Стынут воды в Гудзоне — практически так, как в Неве, и подходит к концу солнцедышащий видеоролик… Меланхолия осени в рыжей блуждает листве. Ты и я — оба чехи. И имя для нас — Милан Холик. В октябре нет границ, и я вижу мыс Горн и Синай, и за шпили Сиэтла усталое солнце садится… Осеняй меня, осень. Как прежде, меня осеняй то небрежным дождём, то крылом улетающей птицы. С белых яблонь, как вздох, отлетает есенинский дым. В голове — «Листья жгут» (композитор Максим Дунаевский). Нас учил Винни-Пух, что горшок может быть и пустым. Всё равно он — подарок. Подарок практичный и веский. К холодам и ветрам отбывает осенний паром, и нигде, кроме памяти, нет ни Бали, ни Анталий… А поэт на террасе играет гусиным пером, и в зрачках у него — отражение болдинских далей.

 

Первый

Его глаза — как синие озёра; он не хранит ехидных фиг в кармане. Ему известно, из какого сора рождаются добро и пониманье. Слова его мудры и весят тонны, очищены от косности и скверны. Любой толпе он, лидер прирождённый. укажет путь единственный и верный. В решениях он скор, как в небе — «Сессна», в любом дому ему открыты двери. Любим он горячо и повсеместно и всеми уважаем в той же мере. Он зван в Москве, Пекине и Нью-Йорке, в любом конфликте, на любой развилке… Поди заметь три тусклые шестёрки на аккуратно стриженом затылке.

 

Неизлечимые

От лица нас всех, превративших друзей во врагов и таящих за пазухой камушек свой философский, прошу: излечи, Парацельс Авиценнович Пирогов, помоги, Гиппократ Галенович Склифосовский.

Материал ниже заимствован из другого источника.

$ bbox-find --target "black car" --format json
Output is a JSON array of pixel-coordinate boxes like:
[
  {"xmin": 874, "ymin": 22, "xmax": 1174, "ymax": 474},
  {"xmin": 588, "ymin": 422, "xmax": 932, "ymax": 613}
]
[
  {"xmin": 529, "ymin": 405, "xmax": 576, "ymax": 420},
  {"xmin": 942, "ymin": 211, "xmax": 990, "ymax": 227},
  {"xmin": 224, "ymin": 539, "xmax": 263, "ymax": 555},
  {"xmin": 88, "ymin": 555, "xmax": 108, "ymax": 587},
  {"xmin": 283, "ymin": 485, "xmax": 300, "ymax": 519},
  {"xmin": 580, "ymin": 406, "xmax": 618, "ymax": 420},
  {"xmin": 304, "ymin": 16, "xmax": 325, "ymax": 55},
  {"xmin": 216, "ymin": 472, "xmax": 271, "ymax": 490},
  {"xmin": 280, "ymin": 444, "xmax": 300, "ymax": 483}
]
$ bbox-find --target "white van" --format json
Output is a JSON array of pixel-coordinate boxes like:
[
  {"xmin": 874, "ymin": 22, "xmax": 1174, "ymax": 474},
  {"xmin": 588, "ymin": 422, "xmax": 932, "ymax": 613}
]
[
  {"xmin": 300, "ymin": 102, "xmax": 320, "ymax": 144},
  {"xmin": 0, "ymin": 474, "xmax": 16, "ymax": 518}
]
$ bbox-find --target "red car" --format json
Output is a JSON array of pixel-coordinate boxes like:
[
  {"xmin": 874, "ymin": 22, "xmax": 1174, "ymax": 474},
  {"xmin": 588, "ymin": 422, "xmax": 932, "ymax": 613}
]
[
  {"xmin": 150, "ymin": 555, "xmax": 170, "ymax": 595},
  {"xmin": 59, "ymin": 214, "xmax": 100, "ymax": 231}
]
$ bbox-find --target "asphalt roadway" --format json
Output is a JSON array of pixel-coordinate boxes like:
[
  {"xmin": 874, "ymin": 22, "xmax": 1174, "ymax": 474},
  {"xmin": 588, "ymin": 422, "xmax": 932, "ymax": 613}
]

Стало жарким расплавом всё то, что у нас болит. Те, кто мыслят не так — нужны, как собаке подковы. Наш поезд уходит на станцию Верхний Палеолит. Хорошо, что не Нижний. Плохо, что ледниковый. Мы безмерно устали, ни себе, ни другим не нужны, прикрываясь присвоенным Богом, поминаемым всуе. Ну, а всё про предчувствие гражданской войны нам споёт «ДДТ» или, может, Дали нарисует. Хошь — стань голубем мира, хошь — криком дурным кричи. Видно, нет во Вселенной существ, кто б трагичнее был и нелепей… И спасения не найдут проверенные врачи: ни Амосов, ни Фрейд, ни Бехтерев, ни Асклепий.

 

Палач из Лилля

Палач из Лилля угас немного, колоть устала рука бойца. Подлей, трактирщик, бедняге грога, добавь трудяге еще мясца. У душегуба друзей не густо, кривит он губы от горьких чувств: как жаль! Ведь жизни лишать — искусство. Не самохудшее из искусств. Налей, трактирщик, бедняге кофе, плесни шампани ему в бокал. Палач из Лилля — отменный профи, никто бы лучшего не сыскал. Он не прославит себя в беседе — и слава богу, merci beaucoup! Но он умеет клеймить миледи и рвать суставы еретику.

На жертв — в камзоле они иль в платье — палач не тратит напрасных слёз. Ведь он на сдельной сидит оплате. «Быть иль не быть?» — не его вопрос. Меняя страны, оружье, лики, он победителен и здоров, ведь в нём нуждается Карл Великий и самый первый из всех Петров, шериф усатый на чёрном Юге, холёный Габсбург, Плантагенет… И вечно мышцы его упруги, и в пользе Дела сомнений нет. Ему спиртного всё мало, мало; сопит, разлапистый, как паук… А завтра ждут на работу Мао. И сигуранца. И ГПУ.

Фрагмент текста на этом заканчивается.